Enhancing Robustness in Differential Abundance Testing for Microbiome Data Analysis through Consensus-Based Approach

Enhancing Robustness in Differential Abundance Testing for Microbiome Data Analysis through Consensus-Based Approach


Author(s): Francesc Català Moll,Marc Noguera-Julian,Roger Paredes

Affiliation(s): IrsiCaixa AIDS Research Institute, Hospital Universitari Germans Trias i Pujol, Campus Can Ruti, Badalona, Spain



Introduction: The task of Differential Abundance (DA) testing in microbiome data poses significant challenges for both parametric and non-parametric statistical methods due to the data’s sparsity, high variability, and compositional nature. Microbiome-specific statistical methods often resort to classical distribution models or consider compositional specifics. However, these approaches yield results that fluctuate within the specificity versus sensitivity space, making it difficult to accurately determine type I and type II errors in real microbiome data when a single method is employed.
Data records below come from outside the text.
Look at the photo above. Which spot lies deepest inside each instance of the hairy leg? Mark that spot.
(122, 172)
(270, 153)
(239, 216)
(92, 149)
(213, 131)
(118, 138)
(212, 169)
Results: To enhance the robustness and reproducibility of DA testing in microbiome data, we have developed the ‘dar’ R package, available at GitHub. The ‘dar’ package facilitates automatic statistical testing under various data distribution assumptions and theoretical frameworks in a fully customizable manner, utilizing state-of-the-art methods such as ANCOM, DESeq2, and Lefse. The ‘dar’ package can generate consensus results under a majority-vote mechanism, which can be tailored by the user by assigning weights to each method in the consensus. Additionally, the package provides the functionality to export and import the parameters for each test and the characteristics of the consensus strategy into structured text files, enhancing the shareability and reproducibility of results. The ‘dar’ package was evaluated on the metaHIV dataset using all available methods with default parameters, identifying a total of 24 differentially abundant microbial features. Notably, ‘dar’ successfully reproduced results validated by the original article by detecting species of the Bacteroides and Prevotella genus, which play a crucial role in the stratification of men who have sex with men (MSM) and non-MSM. Conclusion: The ‘dar’ package, designed for differential abundance testing in microbiome data, enhances the robustness and reproducibility of results by facilitating automatic statistical testing under various distribution assumptions and theoretical frameworks. It employs state-of-the-art methods and can generate consensus results through a user-customizable majority-vote mechanism. The package’s successful testing on the metaHIV dataset and its ability to reproduce validated results underscore its effectiveness.